What should be music in the ears of those seeking an end to corruption, is beginning to sound like a waffled drumbeat. What CHRAJ is saying is that Oga Kwatakwata is guilty of accepting a gift he should not have taken. Forget about the conclusion from spineless CHRAJ officials that it did not amount to a bribe.
What is it then, when a President receives a gift from a contractor who has executed a state contract and been paid more than ten times the actual worth of the contract, after which he offers the Oga Kwatakwata a car he might not have solicited for?
With one foot already in the grave, the bald old man has held more chalk and teaching manuals than studying the award of contracts in all forms. But when a wall around a four-plot property cost US$650,000, it must be strange, even in Jericho, which is why the Ford Exhibition car gift went beyond a mere gift.
In any language, it is a bribe.
Whatever CHRAJ might have said, the fact that it took four solid years and a young reporter’s investigation to bring the affair to the attention of the long suffering people of this nation is the story.
The old man might not b e a quantity surveyor, but I bet my bottom cedi, that wall could not have cost more than US$50,000, which is why eyebrows would continue to be raised at the project and its gift.
Those who decided to save Oga Kwatakwata’s brushes by entering a plea of not culpable of conflict of interest, bribery or fraud, in relation to the manner in which the gift was given to him, were speaking more from the fear factor than an analysis of the real situation.
If Oga contravened the Gift Policy of his own administration, what this means is that the leader of this society, who left the slave Castle under a Certificate of Emergency, ought to purge himself.

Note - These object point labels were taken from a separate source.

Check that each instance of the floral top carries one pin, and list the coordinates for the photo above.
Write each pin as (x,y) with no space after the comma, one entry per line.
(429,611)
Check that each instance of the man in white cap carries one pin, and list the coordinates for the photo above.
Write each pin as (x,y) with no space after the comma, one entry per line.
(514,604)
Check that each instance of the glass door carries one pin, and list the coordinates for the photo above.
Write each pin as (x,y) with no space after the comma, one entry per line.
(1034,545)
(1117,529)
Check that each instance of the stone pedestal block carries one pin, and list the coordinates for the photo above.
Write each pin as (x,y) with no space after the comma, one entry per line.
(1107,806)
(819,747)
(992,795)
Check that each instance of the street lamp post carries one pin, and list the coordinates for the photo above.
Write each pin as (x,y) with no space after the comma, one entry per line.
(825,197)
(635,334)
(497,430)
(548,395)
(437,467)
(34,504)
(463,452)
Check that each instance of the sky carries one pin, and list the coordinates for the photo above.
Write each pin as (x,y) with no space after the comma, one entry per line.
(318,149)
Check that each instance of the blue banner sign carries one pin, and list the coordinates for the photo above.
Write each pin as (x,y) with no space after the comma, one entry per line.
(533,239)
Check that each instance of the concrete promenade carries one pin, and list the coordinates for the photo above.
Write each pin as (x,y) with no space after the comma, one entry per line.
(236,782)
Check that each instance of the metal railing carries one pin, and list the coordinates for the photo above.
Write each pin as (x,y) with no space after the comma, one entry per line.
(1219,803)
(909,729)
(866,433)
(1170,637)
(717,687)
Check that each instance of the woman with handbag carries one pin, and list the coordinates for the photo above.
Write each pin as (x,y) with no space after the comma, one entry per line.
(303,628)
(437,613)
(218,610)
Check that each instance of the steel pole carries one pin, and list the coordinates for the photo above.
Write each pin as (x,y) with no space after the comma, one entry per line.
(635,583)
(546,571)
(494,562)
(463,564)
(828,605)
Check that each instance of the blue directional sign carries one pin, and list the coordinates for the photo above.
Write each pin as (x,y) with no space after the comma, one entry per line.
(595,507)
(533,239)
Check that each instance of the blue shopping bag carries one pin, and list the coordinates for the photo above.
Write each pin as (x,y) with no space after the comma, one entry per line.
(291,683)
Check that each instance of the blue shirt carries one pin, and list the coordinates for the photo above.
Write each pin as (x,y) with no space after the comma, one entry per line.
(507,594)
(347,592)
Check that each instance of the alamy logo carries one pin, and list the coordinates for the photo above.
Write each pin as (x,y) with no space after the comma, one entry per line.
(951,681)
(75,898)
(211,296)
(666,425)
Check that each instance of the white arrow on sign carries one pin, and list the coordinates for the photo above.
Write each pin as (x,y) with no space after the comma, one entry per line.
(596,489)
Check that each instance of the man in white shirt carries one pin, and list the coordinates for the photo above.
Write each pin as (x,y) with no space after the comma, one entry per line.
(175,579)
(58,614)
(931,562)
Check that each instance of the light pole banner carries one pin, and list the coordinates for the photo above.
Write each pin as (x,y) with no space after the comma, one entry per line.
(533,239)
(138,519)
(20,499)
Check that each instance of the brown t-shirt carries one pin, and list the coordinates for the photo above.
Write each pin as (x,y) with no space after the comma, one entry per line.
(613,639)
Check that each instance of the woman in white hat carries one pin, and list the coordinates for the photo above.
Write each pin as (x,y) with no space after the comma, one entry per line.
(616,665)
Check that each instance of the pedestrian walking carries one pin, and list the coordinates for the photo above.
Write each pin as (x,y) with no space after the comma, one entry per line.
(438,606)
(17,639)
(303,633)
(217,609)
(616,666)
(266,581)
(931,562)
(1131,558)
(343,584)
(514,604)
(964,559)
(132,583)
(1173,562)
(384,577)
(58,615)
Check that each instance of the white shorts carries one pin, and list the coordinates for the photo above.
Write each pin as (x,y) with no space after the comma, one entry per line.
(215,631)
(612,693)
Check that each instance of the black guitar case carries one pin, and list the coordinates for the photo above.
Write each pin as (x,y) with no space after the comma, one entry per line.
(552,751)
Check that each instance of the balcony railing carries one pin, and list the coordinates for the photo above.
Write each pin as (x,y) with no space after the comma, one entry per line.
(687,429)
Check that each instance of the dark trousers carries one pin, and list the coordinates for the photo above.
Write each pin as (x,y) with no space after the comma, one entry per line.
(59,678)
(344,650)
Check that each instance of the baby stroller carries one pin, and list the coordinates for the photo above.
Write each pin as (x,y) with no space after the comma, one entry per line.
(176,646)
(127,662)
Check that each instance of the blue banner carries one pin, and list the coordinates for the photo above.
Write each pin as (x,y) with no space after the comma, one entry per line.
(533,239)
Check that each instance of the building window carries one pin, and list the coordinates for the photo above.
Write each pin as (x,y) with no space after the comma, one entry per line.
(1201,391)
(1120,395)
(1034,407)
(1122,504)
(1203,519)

He cannot purge himself by doing nothing.
I am told that the commission has come out with a 78-page report. At my age and disposition, reading a 78-page report is an invitation to subject the eye to strain, which is why, as an academic, with several years experience of directing students to research into matters of such nature, I have decided to interpret the report in a simple manner.
Those singing the praises of Oga Kwatakwata, and thinking the matter is over, might indeed, be simpletons. There is more to this report than the political lenses on offer now. Like Muhammad Ali once said: You can run, but you cannot hide.
A time would come when the report would be given its proper meaning, which is why the jubilation should be put on hold.